When my ah-ma and my kuku and his family arrived, we were ready. Before dinner began, there was the traditional “
lo
hei,
” in which the family gathers in a circle around a large platter of raw fish salad, each person holding a pair of chopsticks in hand, picking up bits of the salad and tossing it high up in the air. The salad, called
yu sheng,
is made up of ingredients that have lucky-sounding names or symbolic meanings—the word for fish, for example, sounds like abundance or prosperity; sesame seeds indicate a year of flourishing business. Kuku had ordered our
yu sheng
from the Four Seasons Hotel—not being traditionalists, we had always gathered to toss the salad without knowing what we were doing exactly, besides tossing the ingredients as high as we could to ensure that our abundance, flourishing business, and good health would reach soaring pinnacles in the coming year.

This year, however, Daphne had printed out instructions off the Internet, guiding us along as each dish was added. As the slivers of salmon sashimi went onto the platter, she announced “
Nian nian you yu
!” prompting us to follow along in chanting the Mandarin words implying “This year, you’ll have abundance.” As chopped peanuts were scattered about the platter, she called out “
Jin yin man wu,
” wishing all of us precious gold and eternal youth in abundance. After julienned daikon, carrots, oil, pomelo, and several other ingredients were added, the plum sauce went in. Most of us knew what accompanied this. “
Tian tian mi mi
!” we called out, wishing a sweet year ahead to everyone at the table. With loud cries, we dug our chopsticks in, tossing bits of fish and vegetables as high as we could into the air, hoping fervently for a good year ahead. Once the reunion dinner dishes started coming out, my family ate ravenously, pausing to marvel that I’d actually made these dishes.
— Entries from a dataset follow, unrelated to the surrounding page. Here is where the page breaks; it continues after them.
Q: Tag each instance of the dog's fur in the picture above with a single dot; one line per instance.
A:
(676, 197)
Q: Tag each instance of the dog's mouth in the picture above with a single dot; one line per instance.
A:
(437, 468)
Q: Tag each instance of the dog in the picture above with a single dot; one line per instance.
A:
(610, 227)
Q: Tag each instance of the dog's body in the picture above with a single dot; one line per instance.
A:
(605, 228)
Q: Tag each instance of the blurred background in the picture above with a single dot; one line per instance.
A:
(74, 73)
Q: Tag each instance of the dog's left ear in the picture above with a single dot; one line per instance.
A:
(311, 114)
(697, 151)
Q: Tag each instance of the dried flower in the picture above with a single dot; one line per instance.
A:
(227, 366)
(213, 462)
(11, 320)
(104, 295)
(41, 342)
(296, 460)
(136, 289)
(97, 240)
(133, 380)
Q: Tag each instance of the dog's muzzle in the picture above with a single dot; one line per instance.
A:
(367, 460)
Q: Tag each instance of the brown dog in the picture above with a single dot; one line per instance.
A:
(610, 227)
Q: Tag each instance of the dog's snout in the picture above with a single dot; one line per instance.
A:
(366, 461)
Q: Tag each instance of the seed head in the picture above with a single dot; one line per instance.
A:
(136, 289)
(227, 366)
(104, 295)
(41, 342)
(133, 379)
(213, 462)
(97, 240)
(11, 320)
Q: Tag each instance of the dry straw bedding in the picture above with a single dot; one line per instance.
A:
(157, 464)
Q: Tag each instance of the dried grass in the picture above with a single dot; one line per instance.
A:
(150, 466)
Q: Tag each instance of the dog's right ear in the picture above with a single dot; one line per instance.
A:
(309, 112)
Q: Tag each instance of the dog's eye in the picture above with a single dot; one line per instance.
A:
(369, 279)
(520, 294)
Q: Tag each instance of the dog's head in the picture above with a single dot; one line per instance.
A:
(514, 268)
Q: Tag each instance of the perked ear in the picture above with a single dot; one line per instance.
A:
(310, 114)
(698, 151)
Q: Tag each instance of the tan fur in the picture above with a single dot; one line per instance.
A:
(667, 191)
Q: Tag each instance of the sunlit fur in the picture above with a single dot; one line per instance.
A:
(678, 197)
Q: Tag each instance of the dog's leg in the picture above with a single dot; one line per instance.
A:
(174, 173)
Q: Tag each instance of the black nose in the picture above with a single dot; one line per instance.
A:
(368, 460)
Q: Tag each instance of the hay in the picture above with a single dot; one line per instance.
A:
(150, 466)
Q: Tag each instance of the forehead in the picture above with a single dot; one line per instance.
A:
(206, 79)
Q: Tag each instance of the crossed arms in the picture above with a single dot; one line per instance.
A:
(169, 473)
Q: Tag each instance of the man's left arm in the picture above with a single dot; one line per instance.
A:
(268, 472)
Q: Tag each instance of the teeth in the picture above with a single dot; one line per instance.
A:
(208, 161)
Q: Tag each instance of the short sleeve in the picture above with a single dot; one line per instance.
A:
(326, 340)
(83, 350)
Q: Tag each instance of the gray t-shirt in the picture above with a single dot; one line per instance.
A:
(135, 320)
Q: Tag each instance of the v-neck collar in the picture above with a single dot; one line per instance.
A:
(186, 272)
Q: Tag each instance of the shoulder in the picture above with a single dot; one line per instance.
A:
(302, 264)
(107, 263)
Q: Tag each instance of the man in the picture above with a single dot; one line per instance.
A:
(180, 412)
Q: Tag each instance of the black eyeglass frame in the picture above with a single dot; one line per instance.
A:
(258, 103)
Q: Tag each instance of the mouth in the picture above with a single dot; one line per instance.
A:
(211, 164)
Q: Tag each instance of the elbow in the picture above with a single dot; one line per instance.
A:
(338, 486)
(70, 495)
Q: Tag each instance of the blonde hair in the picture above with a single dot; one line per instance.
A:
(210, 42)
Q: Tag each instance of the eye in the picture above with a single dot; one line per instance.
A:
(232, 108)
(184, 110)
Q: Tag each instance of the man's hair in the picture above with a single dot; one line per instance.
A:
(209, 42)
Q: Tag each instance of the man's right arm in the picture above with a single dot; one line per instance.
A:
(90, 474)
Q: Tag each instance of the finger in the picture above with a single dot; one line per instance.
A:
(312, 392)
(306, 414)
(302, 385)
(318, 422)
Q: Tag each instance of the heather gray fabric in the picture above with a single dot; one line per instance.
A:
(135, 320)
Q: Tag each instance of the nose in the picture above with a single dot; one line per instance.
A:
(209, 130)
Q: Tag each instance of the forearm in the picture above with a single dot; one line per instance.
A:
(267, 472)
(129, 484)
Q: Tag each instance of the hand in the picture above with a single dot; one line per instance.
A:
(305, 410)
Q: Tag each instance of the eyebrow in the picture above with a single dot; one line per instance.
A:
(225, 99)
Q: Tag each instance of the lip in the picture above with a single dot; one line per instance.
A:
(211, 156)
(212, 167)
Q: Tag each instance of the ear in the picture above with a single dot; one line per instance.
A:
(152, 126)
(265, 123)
“Wah, quite good ah!” Auntie Donna said, smiling. I was starting to feel good about everything—until they dipped into the soup. All around the table, eyes were squinting. If they hadn’t been so intent on not hurting my feelings, I’m sure they would have spit out the soup. It was far, far too salty. Daphne helpfully tried to move my grandmother’s bowl of soup away from her so she wouldn’t sample it. But it was too late.
“Jin giam ah!”
she shouted, wincing and sticking out her tongue as she frantically looked around for some water to wash away the intense taste of salt.

I decided to take it off the menu for my father’s family dinner. (I also decided not to tell Willin, chirpily texting him “Dinner went great! Thanks for the BKT recipe!” the moment it ended.)

Before the big dinner for my father’s family, however, there was one more family event: the traditional lunch on the second day of the new year at my auntie Khar Imm’s home. I was growing increasingly stressed over how my dinner would fare, my father’s family being rather fussy about food in general, not to mention the food that I was trying to make using my sainted grandmother’s recipes. Sitting at Auntie Khar Imm’s dining table, I started to feel a gnawing pain in my abdomen. She had made Teochew braised duck, together with lovely chocolate brown eggs and tofu steeped in the salty gravy—it was perfectly done and amazing over rice. We could not stop eating it.

Surveying the lunch table, my dad made a pronouncement. “Tomorrow, you all better eat before you come. Stop at McDonald’s or something,” he said. “Your dinner is not going to be as good as this, for sure!”